Tomas Spahn sprach mit Stefan Prystawik, der lange Zeit Sprecher der Republicans Abroad in Deutschland war, über die aktuelle Entwicklung in den USA.

imago Images/media punch

Stefan Prystawik ist Ehrenmitglied der U.S.-Republikaner, der nach Trumps Wahl seine aktive Parteiarbeit niedergelegt hat. Er war lange Zeit Sprecher der Republicans Abroad in Deutschland und lehrt heute in Bielefeld Rechts- und Wirtschaftsenglisch. Tomas Spahn sprach mit ihm über die aktuelle Entwicklung in den USA.

TSp: Ganz direkt: Hat Trump noch eine Chance auf eine weitere Periode als Präsident?

SPr: Nein, die Schlacht ist geschlagen. Er wird notfalls aus dem Weißen Haus getragen werden. Kaum vorstellbar, dass er seine Show bis zum letzten Moment durchzieht.

TSp: Wozu dann dieses Festklammern um jeden Preis. Schadet er sich damit nicht am Ende selbst?

SPr: Er schadet sich, aber mehr noch dem Amt. Ein Rückzug in Ehren würde ihm besser zu Gesicht stehen. Aber offenbar geht es ihm um die Konditionen des Rückzugs.

TSp: Wie ist das zu verstehen? Ein Deal nach dem Motto: Ich gehe, aber Du, Biden, erteilst mir Generalamnestie?

SPr.: Das könnte seine Hoffnung sein. Wäre aber sehr fragwürdig.

TSp: Weil Biden nur eine Amnestie auf Bundesebene erteilen kann und Trump dennoch aus den Staaten Anklagen drohten?

SPr: Das ist ein Grund. Entscheidender aber ist, dass Biden sich selbst damit schaden würde. In der US-Mentalität sieht man so etwas noch enger als in Deutschland. Amerikaner neigen sozusagen dazu, systemisch nachtragend zu sein. Eine Amnestie für Vorwürfe, die beispielsweise darauf hinauslaufen, dass Trump sich im Amt besondere Vorteile verschafft hat, geht im amerikanischen Bewusstsein überhaupt nicht. Selbst ein Verhalten wie das des früheren Bundeskanzlers Schröder, der umgehend zur russischen Gazprom wechselte – schon vor dem Gedanken scheut jeder zurück.
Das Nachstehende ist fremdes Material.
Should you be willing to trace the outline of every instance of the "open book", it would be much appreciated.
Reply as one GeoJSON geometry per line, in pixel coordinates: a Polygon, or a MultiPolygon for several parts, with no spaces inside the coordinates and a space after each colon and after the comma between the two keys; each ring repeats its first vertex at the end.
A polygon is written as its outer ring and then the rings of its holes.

TSp: Wenn also eine Amnestie ausfällt – warum dann dieses Festklammern an ein verlorenes Amt?

SPr: Es macht wenig Sinn, über Trumps Psyche zu spekulieren. Aber er schadet damit den USA. Diese ständige Behauptung, er sei Opfer böser Machenschaften, richtet sich gegen die Institutionen und gegen die Mitarbeiter der Verwaltung. Er sät Misstrauen, ohne dass er tatsächlich irgendwelche Belege für die behaupteten Machenschaften vorlegen kann. Die USA stehen in der Welt als Land des institutionalisierten Chaos da – und unsere Gegner reiben sich die Hände.

TSp: Trump hat immer noch präsidentielle Vollmachten. Könnte er diese nutzen, um zum Abschied noch einmal eine Marke zu setzen oder doch den Wahlausgang zu ignorieren?

SPr: Theoretisch ja. Doch er ist eine lame duck – wen oder was will er noch bewegen? Theoretisch könnte er einen Krieg anfangen – allerdings müsste er den ohne Militär führen. Denn das würde dabei nicht mitspielen – Oberbefehlshaber hin oder her. Insofern sind das Spielchen eines schlechten Verlierers.

TSp: Lassen Sie uns ein wenig in die Zukunft schauen. Bernie Sanders, radikaler Linksausleger der Democrats, hat sich als Minister ins Gespräch gebracht …

SPr: Ja, das hätte er wohl gern. Minister für Soziales und Wirtschaft am besten. Aber es ist doch bezeichnend, dass er sich selbst ins Gespräch bringen muss. Wer etwas Stil hat, lässt sich vorschlagen – aber er schlägt sich nicht selbst vor. Nein, ich gehe davon aus, dass Biden sein Kabinett mit gemäßigten Democrats besetzen wird. Alles andere würde das Land in den Abgrund schicken.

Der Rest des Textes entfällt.